Clements letzter Amoklauf im Amt

Bei seinen Vorstößen gegen vermeintlichen Sozialbetrug gerät das Arbeitsministerium unter Beschuss. „Zehn Prozent“ an Missbrauchsfällen sind nicht belegt. Broschüre, die von „Parasiten“ spricht, sollte bewusst „journalistische Sprache“ verwenden

„Die reißerische Aufmachungder Schrift istunter Niveau“

von BARBARA DRIBBUSCH

Während die Arbeitslosenzahlen auf Rekordhöhe verharren, hat sich die politische Diskussion über die Erwerbslosen in ungeahnte Tiefen begeben. Nachdem sich ein so genannter Report des Arbeitsministeriums über den angeblichen Sozialmissbrauch von Langzeitarbeitslosen als zweifelhaftes Machwerk entpuppte, erweisen sich jetzt auch vom Ministerium verbreitete Statistiken als unzulässig.

Der amtierende Bundesarbeitsminister Wolfgang Clement (SPD) hatte beklagt, dass laut Stichproben bis zu zehn Prozent der Arbeitslosengeld-II-Empfänger die Leistung zu Unrecht beziehen. Der Vizeverwaltungsratschef der Bundesagentur für Arbeit (BA), Peter Clever, hatte zuletzt sogar von einer „Missbrauchsquote“ von „über zehn Prozent“ gesprochen.

Dabei hatte sich Clever auf eine Telefonaktion der BA bezogen, in deren Zuge 390.000 Empfänger des Arbeitslosengeld II (ALG II) von Behördenmitarbeitern angerufen wurden. 170.000 der Empfänger waren telefonisch nicht erreichbar. 43.000 lehnten eine Befragung am Telefon ab. Bei sieben Prozent der übrigen Angerufenen stellte sich heraus, dass sie nicht arbeitslos waren.

Die Telefonaktion als Grundlage einer generellen Einschätzung für alle Langzeitarbeitslosen zu nehmen, sei jedoch unzulässig, kritisierte Markus Kurth, Arbeitsmarktexperte der Grünen im Bundestag, im Gespräch mit der taz.

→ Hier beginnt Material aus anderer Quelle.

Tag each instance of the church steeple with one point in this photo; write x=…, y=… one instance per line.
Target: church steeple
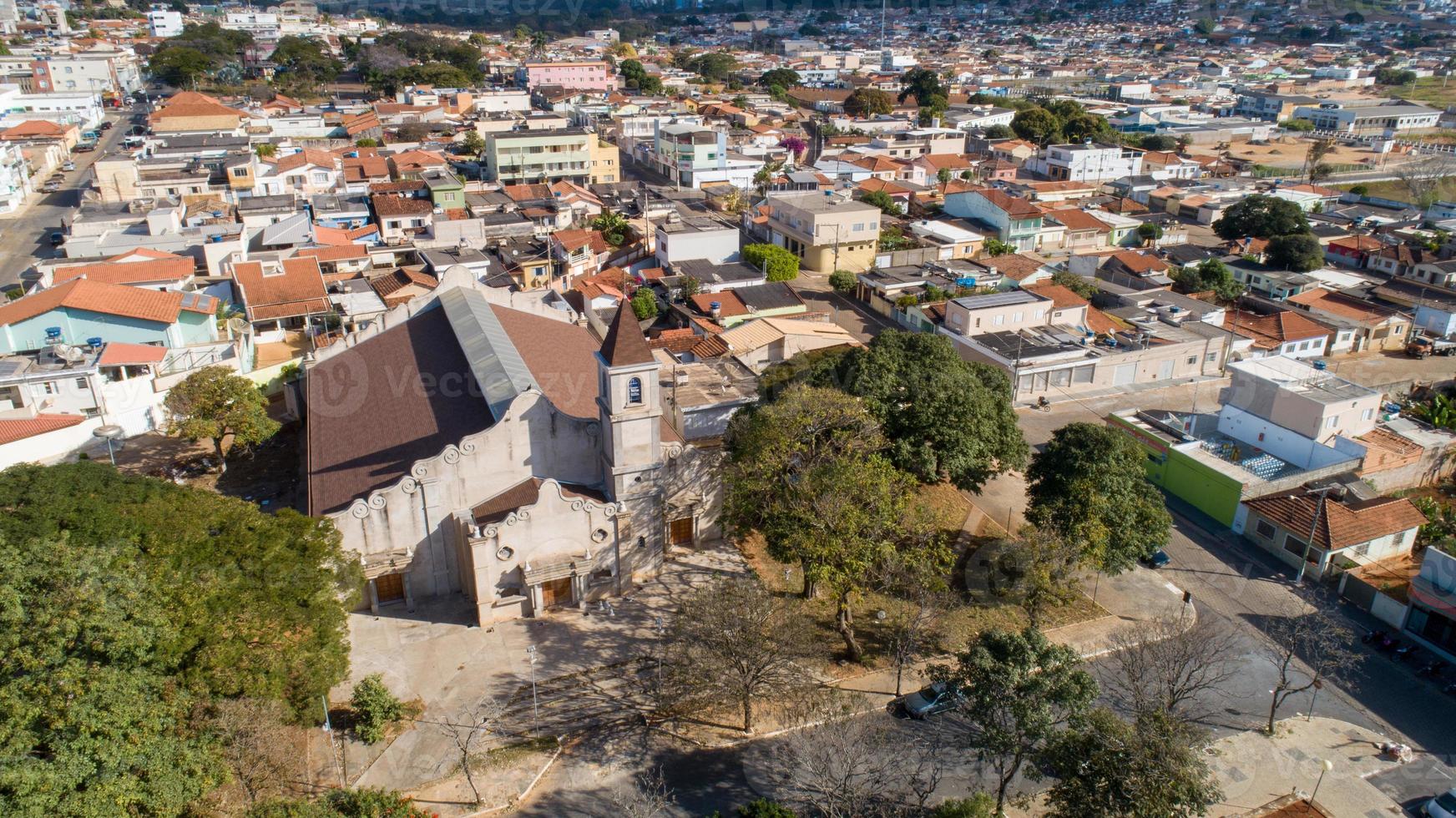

Die von der BA angerufenen 390.000 Langzeitsarbeitslosen seien nämlich keine repräsentative Stichprobe, sondern eine bestimmte Auswahl gewesen. Dabei habe es sich um Leute gehandelt, die sich lange nicht mehr bei der Arbeitsagentur gemeldet hätten und deren Verbleib unklar gewesen sei. Auch eine Sprecherin der BA bestätigte, dass die Telefonumfrage „nicht repräsentativ“ sei.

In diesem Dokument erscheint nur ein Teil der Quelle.